- Born: Ralph William Downes 16 August 1904 Derby
- Died: 24 December 1993 (aged 89)
- Education: Royal College of Music
- Occupations: Organist, Professor of Organ in the Royal College of Music

= Ralph Downes =

British organist and organ designer (1904–1993)

Ralph William Downes (16 August 1904 – 24 December 1993) was an English organist, organ designer, teacher and music director and was Professor of Organ in the Royal College of Music.

== Biography ==
Downes was born in Derby and studied at the Royal College of Music from 1922 to 1923 under Walter Alcock, Henry Ley, and Edgar Cook.
He was then assistant organist at Southwark Cathedral from 1923 until 1925, before moving to Keble College, Oxford (where he was also Organ Scholar to continue his education (1925 to 1928)). He was then musical director and organist at the E.M. Skinner organ of the new chapel at Princeton University between 1928 and 1935, before returning to London.

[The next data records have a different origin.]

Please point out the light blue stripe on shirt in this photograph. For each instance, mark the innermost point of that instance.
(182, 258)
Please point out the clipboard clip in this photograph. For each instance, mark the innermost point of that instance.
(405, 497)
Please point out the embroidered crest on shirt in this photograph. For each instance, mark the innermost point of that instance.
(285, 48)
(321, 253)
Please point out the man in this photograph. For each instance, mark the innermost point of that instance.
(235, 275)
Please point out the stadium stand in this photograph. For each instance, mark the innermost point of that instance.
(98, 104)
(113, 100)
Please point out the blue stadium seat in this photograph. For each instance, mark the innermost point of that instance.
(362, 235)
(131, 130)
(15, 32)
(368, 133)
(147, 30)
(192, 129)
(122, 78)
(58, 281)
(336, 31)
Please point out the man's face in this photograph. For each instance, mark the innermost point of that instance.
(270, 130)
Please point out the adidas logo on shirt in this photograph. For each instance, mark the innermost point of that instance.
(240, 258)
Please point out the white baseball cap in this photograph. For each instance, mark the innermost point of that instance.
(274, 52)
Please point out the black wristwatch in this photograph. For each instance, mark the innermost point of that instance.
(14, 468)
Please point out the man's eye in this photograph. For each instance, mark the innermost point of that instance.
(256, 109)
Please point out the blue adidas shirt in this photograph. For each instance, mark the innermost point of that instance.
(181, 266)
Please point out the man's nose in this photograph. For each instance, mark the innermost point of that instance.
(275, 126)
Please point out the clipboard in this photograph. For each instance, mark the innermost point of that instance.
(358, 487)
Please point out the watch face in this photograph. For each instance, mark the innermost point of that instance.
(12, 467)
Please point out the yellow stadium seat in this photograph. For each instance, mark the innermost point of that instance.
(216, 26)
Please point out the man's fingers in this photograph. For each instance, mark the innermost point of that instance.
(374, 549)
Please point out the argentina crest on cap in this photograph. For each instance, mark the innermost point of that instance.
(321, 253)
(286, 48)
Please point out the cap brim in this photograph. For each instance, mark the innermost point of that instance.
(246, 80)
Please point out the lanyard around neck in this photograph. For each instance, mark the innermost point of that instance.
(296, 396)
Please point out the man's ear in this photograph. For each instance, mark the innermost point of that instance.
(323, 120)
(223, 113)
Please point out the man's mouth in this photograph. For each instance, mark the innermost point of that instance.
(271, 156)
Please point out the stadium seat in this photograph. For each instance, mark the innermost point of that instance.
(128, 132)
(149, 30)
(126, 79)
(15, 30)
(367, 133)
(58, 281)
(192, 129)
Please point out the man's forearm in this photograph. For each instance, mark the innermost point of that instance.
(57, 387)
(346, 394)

During his time in America, Downes was influenced by the organ builder G. Donald Harrison and the harpsichordist Ralph Kirkpatrick, and other baroque music performers. These influences persisted on his return to London, where he was appointed as organist of the London Oratory (a post he would hold from 1936 to 1977). His recitals and broadcasts were known for their use of historical performance styles, which was uncommon at the time. He gave first performances on British soil of organ pieces by composers such as Darius Milhaud, Paul Hindemith and Arnold Schoenberg. He was the only instrumentalist whom Benjamin Britten invited to perform at every Aldeburgh Festival in Britten's lifetime.

In 1948, he was commissioned to design the organ for the Royal Festival Hall. When the organ was first unveiled in 1954, it caused some controversy, but it proved to be the beginning of what is now perceived as the classical reform movement in organ design, leaving behind the vast edifices of Victorian civic instruments in favour of a simpler and more cohesive sound, more characteristic of the Baroque era. Although the final result was still not wholly to his taste, lacking in some tonal colours which he would have preferred, it clearly pointed the way to the "modern" British organs such as those built by Grant, Degens and Bradbeer (see New College Oxford) and Mander. Downes helped execute the rebuilding of many famous organs, including St Albans Cathedral (in 1963) and Gloucester Cathedral (in 1971).

He was Professor of Organ in the Royal College of Music from 1954 to 1975 and was regarded as the leading organ teacher of his day. His influence on students such as Dame Gillian Weir, Thomas Trotter, John Scott and Roucher du Toit is a matter of record. He also taught Trevor Pinnock. It was Downes who urged Weir to compete in the prestigious St Albans International Organ Festival at St Albans, where she took first prize. Downes visited the Festival numerous times.

Recordings of Downes at the organ are still available, notably those with Benjamin Britten and Peter Pears. He recorded Bach's organ music to acclaim. Many of his recordings were made on the Royal Festival Hall organ, however he also recorded at the London Oratory, where he designed the Grand Organ built by JW Walker. He wrote about his organ design philosophy in Baroque Tricks (Positif, Oxford, 1983).

He was appointed CBE in 1969. In 1970 he was made a Papal Knight of the Order of St Gregory the Great. He died in 1993. The organ was silent at his funeral, at his request, to make way for Gregorian chant of which he had grown fond following his conversion to Catholicism.

His son was the distinguished architectural historian Kerry Downes (1930-2019).